|U.S. Library of Congress|
A little probing revealed that after a couple of years of winter boondocking on the desert, this RVer was still a 'babe in the woods.' Yes, she had solar panels (45 watts worth, it turned out), but she found it necessary to fire up the generator for several hours a day, and the cost of propane was running her out of house and home. We called by to see if we could help, and the longer we stayed, the more lacking her knowledge of boondocking became apparent.
"I don't do well with technical things," she explained, "And I don't want to know about them."
Boondockers need a lot of things different from folks who stay in campgrounds. They may use a catalytic heater in place of the rig's "factory" furnace to keep from using too much of their precious electricity. They may use solar panels to produce that juice in the first place. They'll need to have more batteries to store that power. All kinds of "physical" stuff to make their boondocking a success. But it takes more than the "physical." It also takes the "mental."
If you don't know about technical things, you can boondock. But you've got to be willing to learn them. If you don't learn to wrap your mind around new things, new concepts, and figure out how things work, you'll never be able to figure out why they don't work, when they don't.
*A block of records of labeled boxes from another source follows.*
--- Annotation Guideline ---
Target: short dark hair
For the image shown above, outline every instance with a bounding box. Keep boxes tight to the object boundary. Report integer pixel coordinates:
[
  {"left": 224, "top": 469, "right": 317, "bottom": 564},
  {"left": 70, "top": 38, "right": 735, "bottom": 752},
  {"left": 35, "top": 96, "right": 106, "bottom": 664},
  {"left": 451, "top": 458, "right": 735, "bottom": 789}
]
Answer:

In our friend's case, she had no idea that her propane furnace not only used huge quantities of electricity and propane. She thought that somehow a tiny solar panel array from a discount tool company would keep her in electricity. She only knew that somehow, it wasn't working. We'll try and help her as best we can, but without developing the will to deal with technical stuff, she'd be better off parking her rig in an RV park, plugging into the shore power, and spending her money and fixing things when they break.
Yes, it takes more than just the physical to make a success of boondocking. It takes a willing mind.